Dr. Saman Razavi speaks about the fundamentals of global sensitivity analysis (GSA) and VARS, which is a new mathematical framework for GSA of computer simulation models, including Earth and Environmental Systems Models (EESMs). VARS, which stands for Variogram Analysis of Response Surfaces, utilizes directional variogram and covariogram functions to characterize the full spectrum of sensitivity-related information, thereby providing a comprehensive set of "global" sensitivity metrics with minimal computational cost. See more on VARS in http://homepage.usask.ca/~ser134/nex_gen_sen_an.php
Dr. Saman Razavi leads Watershed Systems Analysis and Modelling Lab at the Global Institute for Water Security. He is an assistant professor with School of Environment and Sustainability and Department of Civil and Geological Engineering at the University of Saskatchewan. He received the PhD degree (2013) in civil engineering from the University of Waterloo, Ontario, and the MSc (2004) and BSc (2002) degrees in civil engineering from Amirkabir University and Iran University of Science and Technology in Iran. Dr. Razavi is an Associate Editor of Journal of Hydrology and an Editorial Board Member of Environmental Modelling & Software. He also serves on several international committees. His research interests include environmental and water resources systems analysis, hydrologic modelling, single- and multiple-objective optimization, sensitivity and uncertainty analysis, and climate change and impacts on hydrology and water resources.
What is Global Sensitivity Analysis (GSA)?
Global sensitivity analysis is a systems theoretic approach to characterizing the overall (average) sensitivity of one or more model responses across the factor space, by attributing the variability of those responses to different controlling (but uncertain) factors (e.g., model parameters, forcings, and boundary and initial conditions).
What was the Motivation for the Development of VARS?
VARS was developed to address two major issues with GSA:
· Ambiguous Definition of "Global" Sensitivity: different GSA methods are based in different philosophies and theoretical definitions of sensitivity, leading to different, even conflicting, assessments of the underlying sensitivities for a given problem.

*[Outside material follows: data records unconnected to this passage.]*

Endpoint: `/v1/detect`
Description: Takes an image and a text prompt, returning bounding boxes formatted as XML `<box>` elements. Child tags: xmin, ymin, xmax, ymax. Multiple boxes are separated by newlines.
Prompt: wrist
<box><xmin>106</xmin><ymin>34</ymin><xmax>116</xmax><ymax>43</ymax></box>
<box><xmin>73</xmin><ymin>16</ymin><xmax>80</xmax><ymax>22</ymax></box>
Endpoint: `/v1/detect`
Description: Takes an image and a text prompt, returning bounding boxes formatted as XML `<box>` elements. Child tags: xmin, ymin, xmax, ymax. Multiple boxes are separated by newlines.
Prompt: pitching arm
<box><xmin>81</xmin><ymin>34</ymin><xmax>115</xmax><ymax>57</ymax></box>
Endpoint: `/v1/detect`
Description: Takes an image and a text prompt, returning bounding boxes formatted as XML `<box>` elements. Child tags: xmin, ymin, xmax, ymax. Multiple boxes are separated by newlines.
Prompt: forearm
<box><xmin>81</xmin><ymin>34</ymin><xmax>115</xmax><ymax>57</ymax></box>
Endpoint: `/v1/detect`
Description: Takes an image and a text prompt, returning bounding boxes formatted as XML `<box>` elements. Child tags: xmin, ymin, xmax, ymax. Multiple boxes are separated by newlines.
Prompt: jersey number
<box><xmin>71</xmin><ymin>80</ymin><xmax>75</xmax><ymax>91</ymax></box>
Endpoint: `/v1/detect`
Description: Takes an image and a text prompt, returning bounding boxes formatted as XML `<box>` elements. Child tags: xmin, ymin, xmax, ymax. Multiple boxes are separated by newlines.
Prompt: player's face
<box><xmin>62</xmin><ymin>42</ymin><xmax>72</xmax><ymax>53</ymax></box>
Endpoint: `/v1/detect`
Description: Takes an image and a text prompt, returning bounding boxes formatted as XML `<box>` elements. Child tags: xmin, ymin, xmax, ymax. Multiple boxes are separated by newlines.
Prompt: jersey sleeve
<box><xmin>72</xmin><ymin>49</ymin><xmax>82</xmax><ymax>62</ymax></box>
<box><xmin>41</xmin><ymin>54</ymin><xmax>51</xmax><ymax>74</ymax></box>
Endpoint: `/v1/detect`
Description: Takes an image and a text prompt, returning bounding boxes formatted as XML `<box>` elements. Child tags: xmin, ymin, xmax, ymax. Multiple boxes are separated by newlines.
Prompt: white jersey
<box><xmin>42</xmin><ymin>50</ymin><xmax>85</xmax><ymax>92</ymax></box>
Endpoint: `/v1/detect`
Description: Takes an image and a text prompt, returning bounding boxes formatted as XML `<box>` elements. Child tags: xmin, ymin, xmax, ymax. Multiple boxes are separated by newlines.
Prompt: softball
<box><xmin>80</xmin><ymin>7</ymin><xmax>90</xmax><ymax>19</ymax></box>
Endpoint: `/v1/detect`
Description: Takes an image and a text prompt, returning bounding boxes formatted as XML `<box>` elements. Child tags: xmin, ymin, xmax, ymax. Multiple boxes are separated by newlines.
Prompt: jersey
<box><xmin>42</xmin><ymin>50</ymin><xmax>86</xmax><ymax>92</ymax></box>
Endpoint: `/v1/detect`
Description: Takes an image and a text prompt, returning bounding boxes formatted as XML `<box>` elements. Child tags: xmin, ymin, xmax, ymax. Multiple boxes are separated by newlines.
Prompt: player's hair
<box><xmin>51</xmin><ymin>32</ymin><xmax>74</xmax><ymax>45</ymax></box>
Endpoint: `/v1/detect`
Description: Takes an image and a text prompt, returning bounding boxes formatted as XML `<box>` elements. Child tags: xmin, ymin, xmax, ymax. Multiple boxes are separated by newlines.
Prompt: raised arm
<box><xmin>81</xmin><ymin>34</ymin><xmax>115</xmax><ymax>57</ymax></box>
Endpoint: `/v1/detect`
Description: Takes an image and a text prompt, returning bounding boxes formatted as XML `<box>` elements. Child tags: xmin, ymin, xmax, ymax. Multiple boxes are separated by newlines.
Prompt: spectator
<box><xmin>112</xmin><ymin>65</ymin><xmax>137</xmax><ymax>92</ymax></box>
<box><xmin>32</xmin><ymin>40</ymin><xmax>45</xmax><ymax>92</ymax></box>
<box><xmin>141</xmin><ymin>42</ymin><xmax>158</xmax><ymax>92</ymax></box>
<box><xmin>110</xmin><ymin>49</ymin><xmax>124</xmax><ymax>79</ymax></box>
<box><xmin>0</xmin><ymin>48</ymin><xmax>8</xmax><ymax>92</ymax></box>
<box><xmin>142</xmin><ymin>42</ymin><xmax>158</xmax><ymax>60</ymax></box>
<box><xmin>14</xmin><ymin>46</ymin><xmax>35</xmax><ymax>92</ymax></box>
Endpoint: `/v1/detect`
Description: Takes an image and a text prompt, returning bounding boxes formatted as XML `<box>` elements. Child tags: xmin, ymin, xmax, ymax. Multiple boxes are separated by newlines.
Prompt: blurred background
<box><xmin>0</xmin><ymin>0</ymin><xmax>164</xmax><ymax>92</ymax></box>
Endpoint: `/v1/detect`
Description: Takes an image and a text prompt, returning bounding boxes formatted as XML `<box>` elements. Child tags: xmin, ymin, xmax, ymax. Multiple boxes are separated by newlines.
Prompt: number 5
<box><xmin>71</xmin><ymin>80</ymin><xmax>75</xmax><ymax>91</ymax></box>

· Computational Cost: the cost of carrying out GSA can be large, even excessive, for high-dimensional problems and/or computationally intensive models, where cost (or "efficiency") is commonly assessed by of the number of required model runs.
What are the Special Features of VARS?
· VARS re-defines GSA by characterizing a comprehensive spectrum of information about the underlying sensitivities of a response surface to its factors, while reducing to well-known and commonly used approaches to GSA as special/limiting cases.
· VARS generates a new set of sensitivity metrics called IVARS (Integrated Variogram Across a Range of Scales) that summarize the variance of change (rate of variability) in model response at a range of perturbation scales in the factor space.
· VARS also generates the Sobol (variance-based) total-order effect, the most popular metric for GSA, and the Morris (derivative-based) elementary effects across the full range of step sizes in numerical differencing (theoretical relationship exists).
· VARS is highly efficient and statistically robust, providing stable results within 1-2 orders of magnitude smaller numbers of sampled points (model runs), compared with alternative GSA approaches, such as the Sobol and Morris approaches.
· VARS effectively and efficiently handles high-dimensional problems, because of its computational efficiency, which is, in part, due to VARS being based on the information contained in pairs of points, rather than in individual points.
· VARS is unique in that it characterizes different sensitivity-related properties of response surfaces including local sensitivities and their global distribution, the global distribution of model responses, and the structure of the response surface.
· VARS tackles the scale issue of sensitivity analysis by providing sensitivity information spanning a range of scales across the factor space, from small-scale features such as roughness/noise to large-scale features such as multimodality.